To the Editor: We agree with Dr. Waugaman that there is an increasing lack of familiarity with first-generation antipsychotics and that these agents can provide advantages to many patients, particularly pediatric patients. Indeed, this was the primary message of the TEOSS study. Unfortunately, there is very little evidence directly comparing the efficacy and tolerability of different antipsychotics with one another, particularly for the treatment of early-onset schizophrenia. At the time we designed the TEOSS study, there was considerable evidence from treatment studies of adults with schizophrenia that second-generation antipsychotics had greater efficacy than haloperidol and other first-generation antipsychotics used as active comparators. Haloperidol was the most frequently used first-generation antipsychotic in these studies, since it was generally thought to be the most efficacious. However, pilot work in early-onset psychosis (1) demonstrated that haloperidol caused significant weight gain in youths and raised the possibility that it was not as effective as risperidone or olanzapine. In designing the TEOSS study, we felt that it was essential that the first-generation antipsychotic comparator we chose provide some potential advantage over the newer agents. Given that children and adolescents are extremely vulnerable to antipsychotic-associated weight gain and its subsequent long-term health consequences, we chose molindone, which has minimal potential for causing weight gain, as noted by both Dr. Waugaman and a recent meta-analysis exploring molindone’s efficacy and adverse-event profile relative to other antipsychotics (2). Further, the limited empirical evidence available has suggested that molindone possesses an efficacy that is equivalent to other antipsychotics (3).

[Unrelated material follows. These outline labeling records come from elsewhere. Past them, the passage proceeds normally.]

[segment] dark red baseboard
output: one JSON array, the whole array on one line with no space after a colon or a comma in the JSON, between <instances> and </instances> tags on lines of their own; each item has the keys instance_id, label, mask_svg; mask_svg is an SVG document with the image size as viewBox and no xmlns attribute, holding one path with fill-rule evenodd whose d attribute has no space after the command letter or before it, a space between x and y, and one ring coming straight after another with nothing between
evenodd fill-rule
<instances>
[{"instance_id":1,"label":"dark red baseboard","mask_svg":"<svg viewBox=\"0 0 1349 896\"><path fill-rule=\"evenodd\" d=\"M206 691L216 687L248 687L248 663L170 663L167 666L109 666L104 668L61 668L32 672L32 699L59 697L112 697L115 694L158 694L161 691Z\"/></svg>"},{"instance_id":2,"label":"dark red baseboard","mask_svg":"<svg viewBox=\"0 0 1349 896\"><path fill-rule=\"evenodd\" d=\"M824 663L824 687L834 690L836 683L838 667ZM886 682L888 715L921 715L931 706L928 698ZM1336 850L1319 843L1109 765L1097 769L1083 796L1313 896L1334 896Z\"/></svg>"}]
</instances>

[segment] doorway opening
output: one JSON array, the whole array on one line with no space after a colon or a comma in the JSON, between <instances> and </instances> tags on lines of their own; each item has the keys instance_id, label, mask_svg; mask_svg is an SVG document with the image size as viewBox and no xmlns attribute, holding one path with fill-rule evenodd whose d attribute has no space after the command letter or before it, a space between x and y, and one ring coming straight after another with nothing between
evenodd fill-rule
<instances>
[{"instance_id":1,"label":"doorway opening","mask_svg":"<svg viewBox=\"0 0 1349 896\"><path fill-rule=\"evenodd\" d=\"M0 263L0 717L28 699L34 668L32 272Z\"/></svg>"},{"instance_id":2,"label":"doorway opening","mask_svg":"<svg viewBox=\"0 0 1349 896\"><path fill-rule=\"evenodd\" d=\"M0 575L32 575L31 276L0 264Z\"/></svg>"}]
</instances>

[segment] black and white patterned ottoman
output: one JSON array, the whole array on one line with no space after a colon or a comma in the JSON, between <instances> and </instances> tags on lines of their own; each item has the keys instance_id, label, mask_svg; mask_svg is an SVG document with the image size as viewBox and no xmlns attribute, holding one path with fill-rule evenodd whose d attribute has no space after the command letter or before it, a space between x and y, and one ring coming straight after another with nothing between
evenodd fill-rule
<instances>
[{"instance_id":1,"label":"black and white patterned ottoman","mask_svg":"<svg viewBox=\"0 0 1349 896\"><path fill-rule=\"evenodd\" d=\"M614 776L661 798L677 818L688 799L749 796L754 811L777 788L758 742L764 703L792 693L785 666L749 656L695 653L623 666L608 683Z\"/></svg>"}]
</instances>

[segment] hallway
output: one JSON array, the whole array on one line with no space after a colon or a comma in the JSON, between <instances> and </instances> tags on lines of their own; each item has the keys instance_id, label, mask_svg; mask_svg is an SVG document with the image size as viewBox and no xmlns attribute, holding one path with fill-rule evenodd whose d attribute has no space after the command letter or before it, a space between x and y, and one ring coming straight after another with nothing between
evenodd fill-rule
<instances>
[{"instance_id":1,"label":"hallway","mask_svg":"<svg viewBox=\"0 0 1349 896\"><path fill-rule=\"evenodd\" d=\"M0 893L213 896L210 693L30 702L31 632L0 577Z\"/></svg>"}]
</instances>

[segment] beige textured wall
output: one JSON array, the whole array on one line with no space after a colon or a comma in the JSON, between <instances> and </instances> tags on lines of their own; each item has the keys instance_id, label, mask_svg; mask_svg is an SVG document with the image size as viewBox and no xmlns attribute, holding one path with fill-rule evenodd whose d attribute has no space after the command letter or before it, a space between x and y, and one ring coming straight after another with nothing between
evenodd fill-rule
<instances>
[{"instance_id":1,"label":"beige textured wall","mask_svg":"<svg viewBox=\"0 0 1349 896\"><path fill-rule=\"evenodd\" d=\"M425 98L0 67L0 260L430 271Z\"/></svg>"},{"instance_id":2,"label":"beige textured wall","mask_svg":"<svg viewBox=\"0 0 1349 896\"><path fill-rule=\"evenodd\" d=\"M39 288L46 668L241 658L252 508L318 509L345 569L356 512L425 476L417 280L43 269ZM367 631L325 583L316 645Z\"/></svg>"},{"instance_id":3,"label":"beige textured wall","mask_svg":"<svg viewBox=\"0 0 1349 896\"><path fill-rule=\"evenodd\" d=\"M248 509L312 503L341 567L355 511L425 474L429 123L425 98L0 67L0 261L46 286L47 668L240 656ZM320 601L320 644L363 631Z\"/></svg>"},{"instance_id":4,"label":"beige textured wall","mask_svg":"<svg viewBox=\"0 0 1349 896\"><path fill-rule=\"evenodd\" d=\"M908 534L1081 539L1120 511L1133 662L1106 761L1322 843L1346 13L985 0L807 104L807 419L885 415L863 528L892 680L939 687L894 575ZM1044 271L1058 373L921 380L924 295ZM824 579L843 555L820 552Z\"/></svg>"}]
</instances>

The TEOSS study emphasized the importance of comparative trials and variability in side-effect profiles. Without direct head-to-head comparisons of other mid-potency first-generation antipsychotics with various second-generation antipsychotics, it remains unknown whether any given antipsychotic offers clear advantage over others for the treatment of early-onset schizophrenia. More comparative trials are critically needed to help individuals with serious mental illness and to help those who care for them to make informed treatment decisions.
The author’s disclosures accompany the original article.
This letter (doi: 10.1176/appi.ajp.2009.08111696r) was accepted for publication in January 2009.